The incongruous, but comfortable, modern hotel has a huge glass veranda, where you can eat your dinner and observe human nature in its transparent holiday disguises. I was much pleased and entertained by a family, or confederacy, of people attired as peasants—the men with feathered hats, green stockings, and bare knees—the women with bright skirts, bodices, and silk neckerchiefs—who were always in evidence, rowing gondolas with clumsy oars, meeting the steamboat at the wharf several times a day, and filling the miniature garden of the hotel with rustic greetings and early Salzkammergut attitudes. After much conjecture, I learned that they were the family and friends of a newspaper editor from Vienna. They had the literary instinct for local colour.
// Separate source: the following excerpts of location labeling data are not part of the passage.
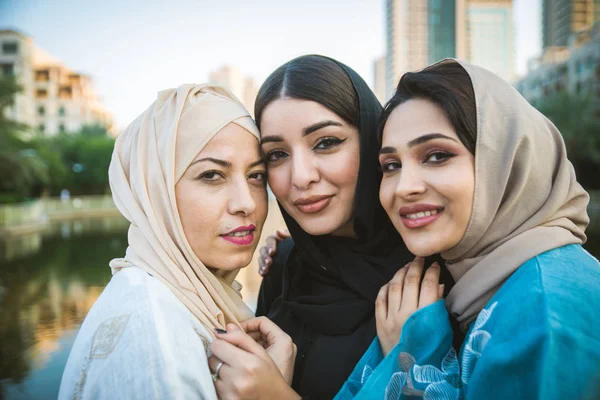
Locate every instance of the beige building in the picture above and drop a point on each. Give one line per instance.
(575, 70)
(406, 37)
(54, 98)
(244, 87)
(490, 36)
(379, 80)
(421, 32)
The fishing at Hallstatt is at Obertraun. There is a level stretch of land above the lake, where the river flows peaceably, and the fish have leisure to feed and grow. It is leased to a peasant, who makes a business of supplying the hotels with fish. He was quite willing to give permission to an angler; and I engaged one of his sons, a capital young fellow, whose natural capacities for good fellowship were only hampered by a most extraordinary German dialect, to row me across the lake, and carry the net and a small green barrel full of water to keep the fish alive, according to the custom of the country. The first day we had only four trout large enough to put into the barrel; the next day I think there were six; the third day, I remember very well, there were ten. They were pretty creatures, weighing from half a pound to a pound each, and coloured as daintily as bits of French silk, in silver gray with faint pink spots.
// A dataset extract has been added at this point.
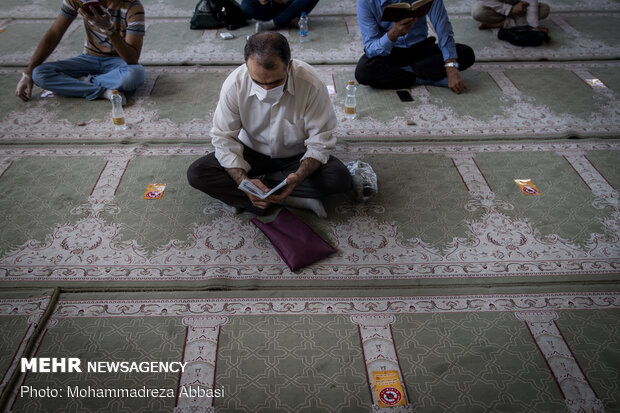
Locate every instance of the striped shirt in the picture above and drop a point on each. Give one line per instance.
(127, 17)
There was plenty to do at Hallstatt in the mornings. An hour’s walk from the town there was a fine waterfall, three hundred feet high. On the side of the mountain above the lake was one of the salt-mines for which the region is celebrated. It has been worked for ages by many successive races, from the Celt downward. Perhaps even the men of the Stone Age knew of it, and came hither for seasoning to make the flesh of the cave-bear and the mammoth more palatable. Modern pilgrims are permitted to explore the long, wet, glittering galleries with a guide, and slide down the smooth wooden rollers which join the different levels of the mines. This pastime has the same fascination as sliding down the balusters; and it is said that even queens and princesses have been delighted with it. This is a touching proof of the fundamental simplicity and unity of our human nature.
But by far the best excursion from Hallstatt was an all-day trip to the Zwieselalp—a mountain which seems to have been especially created as a point of view. From the bare summit you look right into the face of the huge, snowy Dachstein, with the wild lake of Gosau gleaming at its foot; and far away on the other side your vision ranges over a confusion of mountains, with all the white peaks of the Tyrol stretched along the horizon. Such a wide outlook as this helps the fisherman to enjoy the narrow beauties of his little rivers. No sport is at its best without interruption and contrast. To appreciate wading, one ought to climb a little on odd days.